How far have women’s rights come and how much further do we need to go? Explore seminal events, cases, and texts such as the Seneca Falls Convention of 1848, Minor v. Happersett (1875), Roe v. Wade (1973), Dobbs v. Jackson (2022), and the Equal Rights Amendment. Prepare to engage in discourse around what needs to be done to secure women’s equal rights once and for all.

Podcasts & Videos

The Abortion Debate and Fundamental Rights: Women’s Rights, Part 4

  1. Watch and listen to the 60-Second Civics video below. If you'd like, you can also read along using the script that appears below the quiz. Or you can turn on the video's subtitles and read while watching the video.
  2. Take the Daily Civics Quiz. If you get the question wrong, watch the video again or read the script and try again.
Episode Description
Mark Gage: Welcome to 60-Second Civics, the daily podcast of the Center for Civic Education. I'm Mark Gage. We are joined today by special guest Lisa Tetrault, associate professor of history at Carnegie Mellon University. Dr. Tetrault, our American Legacy pocket constitution contains excerpts from both Roe v. Wade and Dobbs v. Jackson, which overturned Roe. How does the issue of abortion relate to fundamental rights as viewed by women on both sides of the debate?

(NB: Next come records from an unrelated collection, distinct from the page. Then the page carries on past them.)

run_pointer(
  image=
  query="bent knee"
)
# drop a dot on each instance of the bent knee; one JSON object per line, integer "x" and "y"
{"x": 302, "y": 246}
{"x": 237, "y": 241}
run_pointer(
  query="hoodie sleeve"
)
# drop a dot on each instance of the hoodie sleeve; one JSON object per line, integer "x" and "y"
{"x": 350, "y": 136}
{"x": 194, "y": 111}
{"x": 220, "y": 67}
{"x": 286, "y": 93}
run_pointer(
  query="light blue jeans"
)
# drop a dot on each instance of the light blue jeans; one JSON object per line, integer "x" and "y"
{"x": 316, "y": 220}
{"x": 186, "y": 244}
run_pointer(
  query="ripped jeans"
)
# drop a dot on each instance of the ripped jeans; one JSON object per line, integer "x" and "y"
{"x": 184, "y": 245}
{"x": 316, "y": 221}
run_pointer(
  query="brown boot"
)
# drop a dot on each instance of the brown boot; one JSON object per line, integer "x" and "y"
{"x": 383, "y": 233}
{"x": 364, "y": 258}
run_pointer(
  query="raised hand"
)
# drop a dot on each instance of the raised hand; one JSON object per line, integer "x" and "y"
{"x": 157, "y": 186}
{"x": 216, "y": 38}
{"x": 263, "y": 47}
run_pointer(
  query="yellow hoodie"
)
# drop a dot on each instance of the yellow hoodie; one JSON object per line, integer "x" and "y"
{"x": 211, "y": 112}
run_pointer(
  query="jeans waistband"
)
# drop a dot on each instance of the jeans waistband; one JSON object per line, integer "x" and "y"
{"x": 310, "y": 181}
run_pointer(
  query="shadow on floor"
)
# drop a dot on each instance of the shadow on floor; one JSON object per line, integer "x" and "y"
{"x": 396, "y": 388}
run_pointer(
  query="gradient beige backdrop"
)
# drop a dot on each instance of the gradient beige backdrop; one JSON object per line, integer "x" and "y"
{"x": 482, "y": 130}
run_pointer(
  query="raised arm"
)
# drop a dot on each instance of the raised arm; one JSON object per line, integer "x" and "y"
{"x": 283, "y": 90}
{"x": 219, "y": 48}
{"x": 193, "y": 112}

Dr. Lisa Tetrault: The idea of fundamental rights is something that's founded in the Constitution, and the Constitution is the foundation in the United States for all rights. So that Constitution constantly gets interpreted and reinterpreted. When Roe was decided, one of the arguments made by women who wanted access to abortion was that the 14th Amendment, which is really the grounding for the modern rights revolution, gave them equal protection under the laws and gave them due process.

In other words, you couldn't take away their bodily autonomy. And when they argued, the states were doing that with anti-abortion laws. So the court agreed with that idea of fundamental rights that women or just people did have a fundamental right to control their bodies. The other side of the argument would say, well, there's another life here, and they would perceive a fetal life.

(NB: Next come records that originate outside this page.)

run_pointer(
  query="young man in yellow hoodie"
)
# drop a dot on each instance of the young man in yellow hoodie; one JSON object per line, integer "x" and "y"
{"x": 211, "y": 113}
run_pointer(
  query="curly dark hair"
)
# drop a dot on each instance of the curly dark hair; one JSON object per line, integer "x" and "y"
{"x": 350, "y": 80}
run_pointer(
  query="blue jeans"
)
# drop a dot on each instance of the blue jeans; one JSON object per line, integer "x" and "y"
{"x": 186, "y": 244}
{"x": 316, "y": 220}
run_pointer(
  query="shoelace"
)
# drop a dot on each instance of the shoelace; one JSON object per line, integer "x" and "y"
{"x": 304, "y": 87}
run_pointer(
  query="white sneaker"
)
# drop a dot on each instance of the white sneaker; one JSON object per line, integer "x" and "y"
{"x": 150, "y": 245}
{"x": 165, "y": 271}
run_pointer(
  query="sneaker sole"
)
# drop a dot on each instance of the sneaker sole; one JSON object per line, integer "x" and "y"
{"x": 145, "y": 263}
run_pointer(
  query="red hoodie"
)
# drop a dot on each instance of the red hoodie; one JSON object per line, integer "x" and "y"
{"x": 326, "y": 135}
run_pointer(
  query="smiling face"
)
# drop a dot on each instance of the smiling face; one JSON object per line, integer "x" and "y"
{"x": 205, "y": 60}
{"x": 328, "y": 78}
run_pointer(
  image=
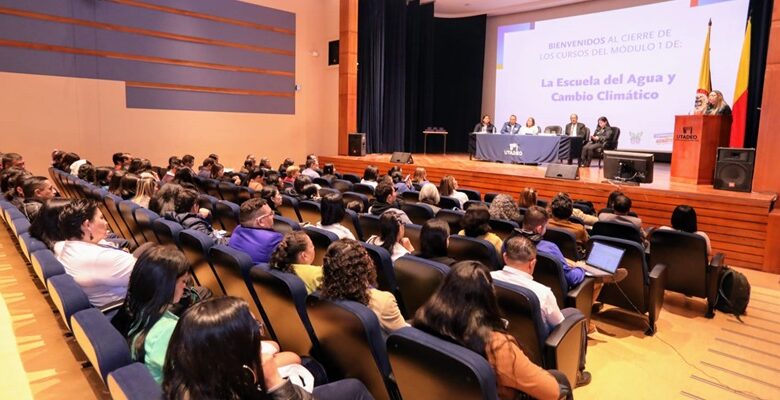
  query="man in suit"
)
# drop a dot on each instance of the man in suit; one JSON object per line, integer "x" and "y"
{"x": 578, "y": 133}
{"x": 511, "y": 127}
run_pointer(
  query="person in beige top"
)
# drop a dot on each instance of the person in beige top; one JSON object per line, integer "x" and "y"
{"x": 349, "y": 274}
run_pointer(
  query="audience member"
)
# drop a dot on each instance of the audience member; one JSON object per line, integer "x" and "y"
{"x": 349, "y": 274}
{"x": 294, "y": 255}
{"x": 254, "y": 235}
{"x": 392, "y": 235}
{"x": 434, "y": 240}
{"x": 332, "y": 213}
{"x": 520, "y": 260}
{"x": 464, "y": 309}
{"x": 476, "y": 224}
{"x": 101, "y": 270}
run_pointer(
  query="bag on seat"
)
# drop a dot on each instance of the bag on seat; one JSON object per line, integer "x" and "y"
{"x": 733, "y": 292}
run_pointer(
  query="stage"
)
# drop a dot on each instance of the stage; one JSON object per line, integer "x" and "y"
{"x": 735, "y": 222}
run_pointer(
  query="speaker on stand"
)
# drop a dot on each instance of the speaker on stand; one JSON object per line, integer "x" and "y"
{"x": 734, "y": 169}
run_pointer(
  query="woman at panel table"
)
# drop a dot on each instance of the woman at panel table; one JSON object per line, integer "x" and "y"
{"x": 530, "y": 127}
{"x": 485, "y": 126}
{"x": 600, "y": 136}
{"x": 716, "y": 105}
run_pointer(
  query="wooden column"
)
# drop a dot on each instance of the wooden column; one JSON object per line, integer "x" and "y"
{"x": 347, "y": 72}
{"x": 765, "y": 176}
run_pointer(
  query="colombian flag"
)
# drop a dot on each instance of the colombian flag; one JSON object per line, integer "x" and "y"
{"x": 739, "y": 108}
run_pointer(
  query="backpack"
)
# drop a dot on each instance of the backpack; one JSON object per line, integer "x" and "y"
{"x": 733, "y": 292}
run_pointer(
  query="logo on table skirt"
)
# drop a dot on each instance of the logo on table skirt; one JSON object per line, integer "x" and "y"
{"x": 636, "y": 137}
{"x": 514, "y": 150}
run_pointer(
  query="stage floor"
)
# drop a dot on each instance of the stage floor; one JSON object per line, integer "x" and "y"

And they would argue that that right always or that that life also has fundamental rights. And so what many people have been doing on the other side of the debate is trying to establish something called fetal rights, which is the idea that the fetus is also covered by the Constitution that does not exist yet in law. There has never been a...there is no concept of fetal rights in our Constitution, but many people are trying to create that idea.

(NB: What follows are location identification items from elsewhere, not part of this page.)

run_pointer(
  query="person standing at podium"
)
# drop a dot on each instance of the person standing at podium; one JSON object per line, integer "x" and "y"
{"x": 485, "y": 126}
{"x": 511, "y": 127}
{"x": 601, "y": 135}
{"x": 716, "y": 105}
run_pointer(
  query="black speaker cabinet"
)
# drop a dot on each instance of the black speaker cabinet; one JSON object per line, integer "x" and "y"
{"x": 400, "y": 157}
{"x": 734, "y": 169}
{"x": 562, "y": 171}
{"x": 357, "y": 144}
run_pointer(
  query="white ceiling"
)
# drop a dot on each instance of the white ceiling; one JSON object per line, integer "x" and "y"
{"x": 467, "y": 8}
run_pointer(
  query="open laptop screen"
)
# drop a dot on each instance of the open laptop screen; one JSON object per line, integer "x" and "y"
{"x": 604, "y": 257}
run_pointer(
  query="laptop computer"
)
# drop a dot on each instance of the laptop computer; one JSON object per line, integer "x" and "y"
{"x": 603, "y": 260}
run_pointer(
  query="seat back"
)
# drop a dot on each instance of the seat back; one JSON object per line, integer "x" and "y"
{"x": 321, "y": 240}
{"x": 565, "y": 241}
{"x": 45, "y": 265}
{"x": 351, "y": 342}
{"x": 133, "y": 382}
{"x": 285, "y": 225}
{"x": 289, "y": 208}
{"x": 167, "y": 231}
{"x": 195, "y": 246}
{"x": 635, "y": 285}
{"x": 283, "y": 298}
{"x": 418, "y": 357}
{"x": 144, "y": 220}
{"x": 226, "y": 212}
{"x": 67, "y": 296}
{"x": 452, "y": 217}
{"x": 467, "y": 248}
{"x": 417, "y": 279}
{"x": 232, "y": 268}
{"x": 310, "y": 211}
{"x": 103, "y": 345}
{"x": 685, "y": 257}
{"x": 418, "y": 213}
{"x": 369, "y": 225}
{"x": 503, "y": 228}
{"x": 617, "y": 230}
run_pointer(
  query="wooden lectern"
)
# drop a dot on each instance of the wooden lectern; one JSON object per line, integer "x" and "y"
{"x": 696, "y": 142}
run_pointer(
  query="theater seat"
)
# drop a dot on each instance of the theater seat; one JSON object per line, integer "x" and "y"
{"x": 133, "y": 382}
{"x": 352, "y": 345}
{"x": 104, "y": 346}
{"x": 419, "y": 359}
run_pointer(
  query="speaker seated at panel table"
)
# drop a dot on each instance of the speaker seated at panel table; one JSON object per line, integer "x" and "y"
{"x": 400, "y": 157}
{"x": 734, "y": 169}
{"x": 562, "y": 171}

And although the Supreme Court threw out the idea that women were...had a fundamental right to an abortion, the idea of fetuses having constitutional protection is still something that people on the other side of the anti-abortion debate are trying to achieve.

Mark Gage: Thank you for joining us today, Dr. Tetrault. That's all for today's podcast. 60-Second Civics, where civic education only takes a minute.